The reviewer concludes with:



To Dr. King’s criticism of his policies of self-defense, Williams replied, “Nowhere in the annals of history does the record show a people delivered from bondage by patience alone.” And within that opinion, particularly in a country that had to fight a bloody war for its own freedom, it is hard to find error.


Film:

Negroes with Guns: Rob Williams and Black Power
“Written, produced and directed by The Documentary Institute of the University of Florida’s College of Journalism and Communications.”


Books:


Negroes With Guns
Robert Williams
First published 1962
Reprinted Wayne State University Press, 1998


Radio Free Dixie: Robert F. Williams & the Roots of Black Power
Timothy B. Tyson
University of North Carolina Press, 2001
Excerpts

Unpublished memoirs
While God Lay Sleeping: The Autobiography of Robert F. Williams


Addendum: Robert Williams was not the only one practicing armed self-defense. 



Charles Sims was founder and president of the Deacons for Defense and Justice, formed around 1964 in Jonesboro, La. The armed Black self-defense squads organized after cordons of cops escorted a Klan march through an African American neighborhood.


When the Black community forged armed self-defense squads, the racist reign of terror abated. By 1965, there were 62 chapters spread throughout the South and a chapter coalesced in Chicago.


With a self-defense squad of just 200, Sims assessed, “I could stop 2,000.”


Sims described how state troopers marched into Bogalusa in 1964, armed with guns, cattle prods and horses.
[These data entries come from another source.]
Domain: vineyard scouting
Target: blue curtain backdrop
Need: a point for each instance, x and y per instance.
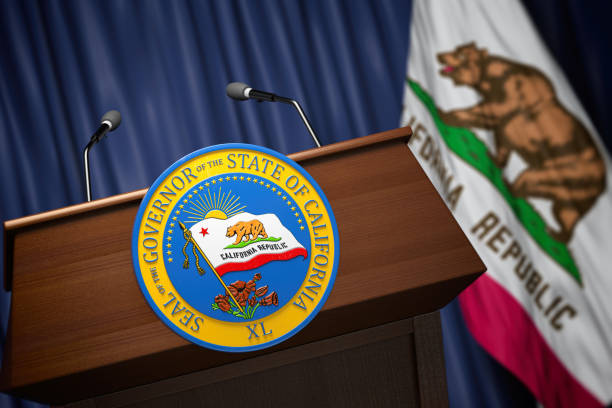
(165, 64)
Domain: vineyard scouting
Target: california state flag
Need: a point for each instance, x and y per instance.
(500, 133)
(245, 241)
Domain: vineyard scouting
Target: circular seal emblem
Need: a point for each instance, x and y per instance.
(235, 247)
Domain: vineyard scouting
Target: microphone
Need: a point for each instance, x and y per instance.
(241, 92)
(109, 122)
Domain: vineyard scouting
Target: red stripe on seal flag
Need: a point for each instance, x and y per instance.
(259, 260)
(503, 328)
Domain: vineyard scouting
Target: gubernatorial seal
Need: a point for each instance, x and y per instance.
(235, 247)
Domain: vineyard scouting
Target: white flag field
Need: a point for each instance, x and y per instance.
(502, 136)
(245, 241)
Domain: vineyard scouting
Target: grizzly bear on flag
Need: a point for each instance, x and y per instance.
(520, 106)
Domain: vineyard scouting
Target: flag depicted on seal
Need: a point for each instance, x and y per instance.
(252, 247)
(235, 247)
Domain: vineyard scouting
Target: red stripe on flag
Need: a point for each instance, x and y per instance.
(259, 260)
(503, 328)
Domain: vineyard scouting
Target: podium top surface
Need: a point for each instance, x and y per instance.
(80, 326)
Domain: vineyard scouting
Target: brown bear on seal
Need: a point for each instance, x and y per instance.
(520, 106)
(246, 229)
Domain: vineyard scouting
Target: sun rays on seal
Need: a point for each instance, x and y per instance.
(219, 205)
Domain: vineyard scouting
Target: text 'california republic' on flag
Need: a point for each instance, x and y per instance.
(502, 136)
(245, 241)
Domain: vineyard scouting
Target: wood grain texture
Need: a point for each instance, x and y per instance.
(80, 326)
(260, 371)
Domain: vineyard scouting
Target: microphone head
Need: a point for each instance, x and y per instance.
(235, 90)
(112, 118)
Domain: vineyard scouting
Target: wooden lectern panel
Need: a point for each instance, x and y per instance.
(81, 327)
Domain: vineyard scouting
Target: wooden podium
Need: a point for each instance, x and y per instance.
(81, 331)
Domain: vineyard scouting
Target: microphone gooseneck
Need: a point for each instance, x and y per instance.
(109, 122)
(241, 92)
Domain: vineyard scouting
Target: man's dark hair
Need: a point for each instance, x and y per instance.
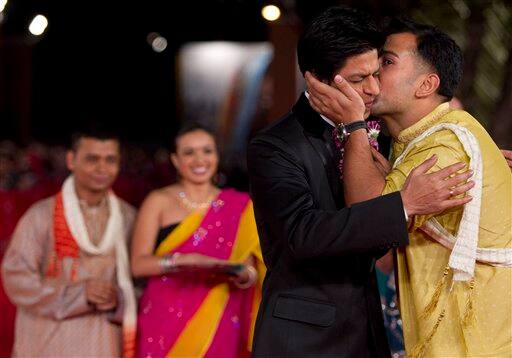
(437, 49)
(188, 127)
(332, 37)
(95, 131)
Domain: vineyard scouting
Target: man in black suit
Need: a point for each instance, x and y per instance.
(320, 295)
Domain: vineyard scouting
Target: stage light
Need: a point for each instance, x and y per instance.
(158, 43)
(38, 25)
(271, 13)
(3, 3)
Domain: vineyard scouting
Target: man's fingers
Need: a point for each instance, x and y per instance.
(461, 189)
(316, 87)
(452, 203)
(458, 179)
(344, 87)
(449, 170)
(379, 158)
(426, 165)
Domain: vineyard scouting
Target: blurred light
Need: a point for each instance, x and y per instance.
(158, 43)
(38, 25)
(271, 13)
(3, 3)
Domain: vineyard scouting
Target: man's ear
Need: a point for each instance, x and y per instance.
(428, 86)
(70, 160)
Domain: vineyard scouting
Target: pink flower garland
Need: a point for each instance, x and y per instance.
(373, 133)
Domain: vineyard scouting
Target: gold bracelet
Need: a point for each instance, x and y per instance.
(168, 262)
(253, 276)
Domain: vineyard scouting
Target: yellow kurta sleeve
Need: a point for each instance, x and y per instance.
(448, 149)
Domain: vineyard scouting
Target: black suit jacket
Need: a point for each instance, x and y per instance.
(320, 295)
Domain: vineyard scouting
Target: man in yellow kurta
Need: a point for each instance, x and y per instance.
(455, 277)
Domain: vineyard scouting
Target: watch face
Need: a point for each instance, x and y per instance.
(341, 132)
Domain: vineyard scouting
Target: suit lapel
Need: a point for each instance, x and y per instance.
(318, 134)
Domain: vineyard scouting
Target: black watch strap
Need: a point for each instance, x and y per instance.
(355, 126)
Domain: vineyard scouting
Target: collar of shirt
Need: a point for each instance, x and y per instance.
(331, 123)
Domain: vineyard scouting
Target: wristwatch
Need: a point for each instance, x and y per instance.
(344, 130)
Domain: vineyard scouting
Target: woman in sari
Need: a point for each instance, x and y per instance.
(183, 232)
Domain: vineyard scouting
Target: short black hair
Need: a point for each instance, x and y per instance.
(437, 49)
(335, 35)
(93, 130)
(188, 127)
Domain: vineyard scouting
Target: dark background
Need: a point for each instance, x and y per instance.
(93, 61)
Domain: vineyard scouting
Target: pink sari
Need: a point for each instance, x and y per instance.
(186, 315)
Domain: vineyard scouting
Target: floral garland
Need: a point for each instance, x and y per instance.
(373, 133)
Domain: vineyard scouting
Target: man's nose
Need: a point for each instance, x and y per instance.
(373, 86)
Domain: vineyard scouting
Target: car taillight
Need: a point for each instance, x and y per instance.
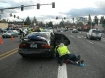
(21, 45)
(45, 46)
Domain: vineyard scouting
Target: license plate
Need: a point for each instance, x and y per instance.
(33, 45)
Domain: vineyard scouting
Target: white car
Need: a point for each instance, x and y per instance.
(94, 34)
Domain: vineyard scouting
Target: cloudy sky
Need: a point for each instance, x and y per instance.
(63, 8)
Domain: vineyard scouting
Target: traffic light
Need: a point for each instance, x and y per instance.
(18, 17)
(10, 15)
(56, 17)
(22, 7)
(53, 4)
(14, 16)
(64, 17)
(38, 6)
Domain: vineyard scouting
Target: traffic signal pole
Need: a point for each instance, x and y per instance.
(22, 6)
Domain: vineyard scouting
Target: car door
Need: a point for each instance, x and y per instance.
(61, 38)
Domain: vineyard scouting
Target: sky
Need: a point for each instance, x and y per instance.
(63, 8)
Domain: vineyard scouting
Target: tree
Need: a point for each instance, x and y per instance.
(96, 20)
(34, 21)
(89, 20)
(102, 19)
(3, 21)
(41, 24)
(50, 24)
(27, 21)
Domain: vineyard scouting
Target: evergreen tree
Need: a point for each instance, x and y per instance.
(96, 20)
(50, 24)
(102, 19)
(89, 20)
(34, 21)
(27, 21)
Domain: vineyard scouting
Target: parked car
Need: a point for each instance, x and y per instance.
(9, 33)
(94, 34)
(74, 31)
(40, 44)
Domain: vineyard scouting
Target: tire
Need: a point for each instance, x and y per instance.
(99, 38)
(52, 56)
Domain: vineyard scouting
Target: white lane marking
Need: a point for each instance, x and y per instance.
(62, 71)
(89, 41)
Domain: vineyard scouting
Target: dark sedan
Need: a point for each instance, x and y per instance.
(40, 44)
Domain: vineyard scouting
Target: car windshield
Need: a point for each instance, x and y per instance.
(45, 35)
(96, 31)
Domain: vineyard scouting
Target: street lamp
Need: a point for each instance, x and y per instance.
(90, 23)
(17, 18)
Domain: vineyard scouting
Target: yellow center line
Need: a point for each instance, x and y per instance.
(8, 55)
(8, 52)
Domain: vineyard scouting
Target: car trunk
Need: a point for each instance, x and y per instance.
(34, 44)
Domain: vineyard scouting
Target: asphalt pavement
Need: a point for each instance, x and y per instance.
(92, 51)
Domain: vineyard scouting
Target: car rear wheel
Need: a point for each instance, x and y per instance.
(99, 38)
(52, 56)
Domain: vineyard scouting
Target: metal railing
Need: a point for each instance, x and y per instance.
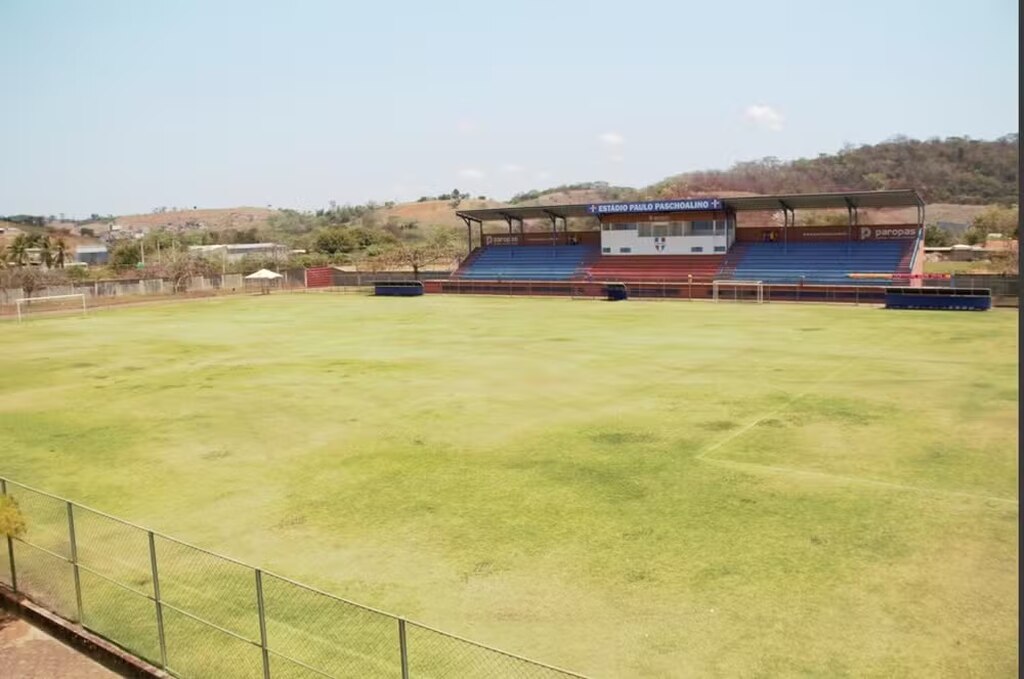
(197, 613)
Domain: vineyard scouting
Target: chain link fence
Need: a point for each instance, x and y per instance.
(196, 613)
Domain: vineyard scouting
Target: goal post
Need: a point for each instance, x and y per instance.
(738, 291)
(62, 302)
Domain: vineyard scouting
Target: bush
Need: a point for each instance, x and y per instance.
(11, 519)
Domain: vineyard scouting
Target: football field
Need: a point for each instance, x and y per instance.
(626, 490)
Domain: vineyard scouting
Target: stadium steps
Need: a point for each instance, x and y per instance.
(504, 262)
(732, 260)
(820, 262)
(467, 262)
(654, 267)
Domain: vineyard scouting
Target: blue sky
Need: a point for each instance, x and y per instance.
(122, 107)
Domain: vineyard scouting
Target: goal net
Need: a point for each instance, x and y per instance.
(737, 291)
(50, 303)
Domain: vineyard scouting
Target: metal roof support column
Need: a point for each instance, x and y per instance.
(469, 235)
(554, 226)
(788, 221)
(851, 220)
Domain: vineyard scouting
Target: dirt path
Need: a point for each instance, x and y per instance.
(27, 652)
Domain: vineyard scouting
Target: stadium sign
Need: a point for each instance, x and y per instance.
(884, 232)
(655, 206)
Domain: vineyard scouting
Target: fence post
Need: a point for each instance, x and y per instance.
(262, 624)
(10, 544)
(403, 648)
(157, 600)
(74, 561)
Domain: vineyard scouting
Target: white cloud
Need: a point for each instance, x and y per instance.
(611, 138)
(764, 117)
(467, 126)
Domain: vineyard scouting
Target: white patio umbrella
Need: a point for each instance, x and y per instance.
(264, 276)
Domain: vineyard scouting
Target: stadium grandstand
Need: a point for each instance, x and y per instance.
(695, 241)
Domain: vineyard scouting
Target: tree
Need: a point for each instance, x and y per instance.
(418, 255)
(936, 237)
(30, 280)
(18, 250)
(180, 265)
(59, 252)
(996, 219)
(456, 199)
(334, 241)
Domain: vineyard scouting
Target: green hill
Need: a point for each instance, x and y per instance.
(956, 170)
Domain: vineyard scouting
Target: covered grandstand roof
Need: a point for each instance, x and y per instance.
(903, 198)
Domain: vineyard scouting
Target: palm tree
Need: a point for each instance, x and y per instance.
(45, 251)
(59, 252)
(18, 249)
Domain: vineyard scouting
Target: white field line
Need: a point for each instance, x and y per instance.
(753, 466)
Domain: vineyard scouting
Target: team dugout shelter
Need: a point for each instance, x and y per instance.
(694, 241)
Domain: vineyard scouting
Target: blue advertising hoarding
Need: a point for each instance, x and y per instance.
(683, 205)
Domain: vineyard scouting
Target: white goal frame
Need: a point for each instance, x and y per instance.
(26, 300)
(736, 285)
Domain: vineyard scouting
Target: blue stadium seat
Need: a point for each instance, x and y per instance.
(504, 262)
(819, 262)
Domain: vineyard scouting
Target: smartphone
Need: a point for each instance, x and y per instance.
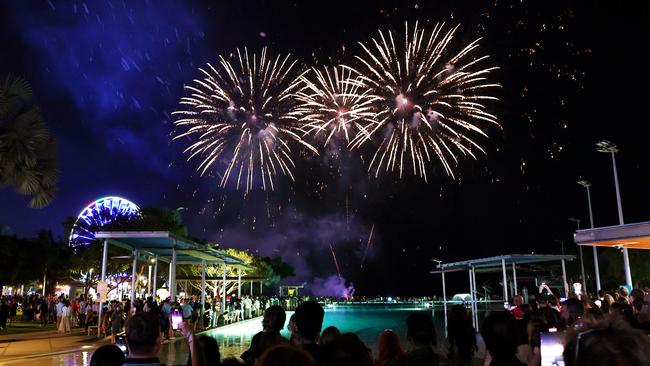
(551, 349)
(120, 342)
(177, 319)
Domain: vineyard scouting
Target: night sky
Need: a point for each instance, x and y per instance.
(107, 75)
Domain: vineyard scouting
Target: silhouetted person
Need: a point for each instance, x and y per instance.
(500, 335)
(309, 321)
(143, 339)
(107, 355)
(608, 341)
(272, 324)
(422, 336)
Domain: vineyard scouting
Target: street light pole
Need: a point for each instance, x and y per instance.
(608, 146)
(582, 258)
(585, 183)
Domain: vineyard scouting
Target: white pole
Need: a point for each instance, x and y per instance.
(596, 267)
(626, 258)
(514, 279)
(505, 280)
(223, 288)
(444, 298)
(134, 274)
(149, 282)
(475, 300)
(172, 275)
(471, 292)
(202, 290)
(566, 285)
(239, 283)
(155, 275)
(101, 304)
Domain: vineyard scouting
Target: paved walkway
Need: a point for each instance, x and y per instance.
(35, 344)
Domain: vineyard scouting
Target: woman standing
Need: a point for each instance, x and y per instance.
(64, 325)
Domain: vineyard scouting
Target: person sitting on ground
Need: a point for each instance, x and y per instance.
(272, 324)
(309, 321)
(329, 335)
(608, 341)
(107, 355)
(463, 344)
(500, 335)
(422, 337)
(391, 352)
(143, 339)
(286, 354)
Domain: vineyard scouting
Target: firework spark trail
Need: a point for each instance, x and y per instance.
(428, 105)
(336, 262)
(365, 252)
(335, 106)
(242, 112)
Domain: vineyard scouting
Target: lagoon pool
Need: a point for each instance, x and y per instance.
(366, 321)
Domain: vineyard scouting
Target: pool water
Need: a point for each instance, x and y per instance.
(366, 322)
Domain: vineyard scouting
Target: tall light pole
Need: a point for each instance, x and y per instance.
(609, 147)
(582, 258)
(585, 183)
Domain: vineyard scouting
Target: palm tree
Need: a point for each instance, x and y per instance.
(28, 160)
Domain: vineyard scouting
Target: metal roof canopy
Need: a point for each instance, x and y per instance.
(497, 262)
(631, 236)
(162, 243)
(473, 266)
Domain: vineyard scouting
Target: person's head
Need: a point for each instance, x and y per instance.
(143, 335)
(348, 350)
(500, 334)
(285, 354)
(107, 355)
(518, 300)
(207, 349)
(389, 345)
(274, 318)
(608, 341)
(329, 335)
(420, 330)
(309, 320)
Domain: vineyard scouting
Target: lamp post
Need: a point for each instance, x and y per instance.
(585, 183)
(582, 259)
(609, 147)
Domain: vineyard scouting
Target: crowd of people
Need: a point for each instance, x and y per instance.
(611, 330)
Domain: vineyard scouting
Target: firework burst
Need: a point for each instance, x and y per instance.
(429, 105)
(240, 117)
(334, 105)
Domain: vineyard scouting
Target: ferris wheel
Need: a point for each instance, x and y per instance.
(98, 215)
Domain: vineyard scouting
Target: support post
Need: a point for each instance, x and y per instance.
(239, 283)
(223, 288)
(475, 300)
(155, 277)
(172, 275)
(505, 280)
(582, 268)
(566, 285)
(471, 292)
(134, 275)
(444, 298)
(202, 291)
(149, 282)
(514, 279)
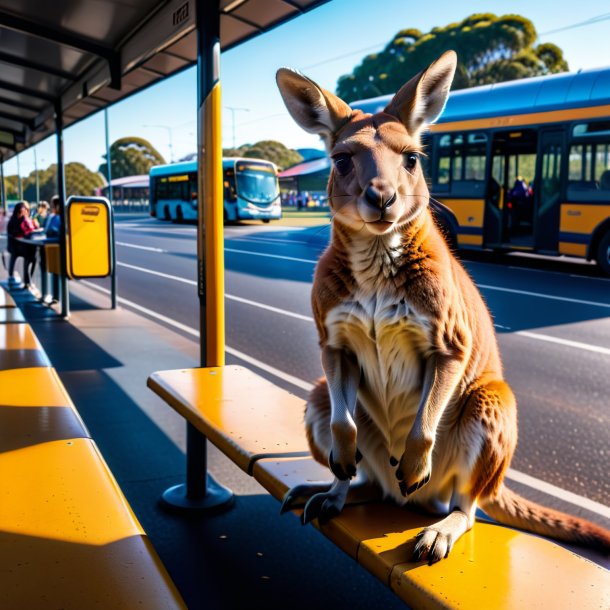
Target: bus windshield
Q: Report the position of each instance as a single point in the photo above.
(256, 182)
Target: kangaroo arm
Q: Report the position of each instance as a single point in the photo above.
(441, 377)
(343, 378)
Sims informed the head of the troopers that if one African American were shocked with a prod or trampled by a horse, blood would run in the streets.


The troopers pulled out of town.


I think it’s important to note that while the more pacifist leaders of the civil rights movement and the armed self-defense groups may have had differences of opinion on tactics, they were completely united on stopping the racism and discrimination, and people on all sides of this debate showed huge heroism and self-sacrifice in the struggle. In fact, after reading the accounts of what Williams and Dr. King went through in early 60’s, I am stunned at the viciousness with which they were met. Yet, they persisted, and eventually triumphed.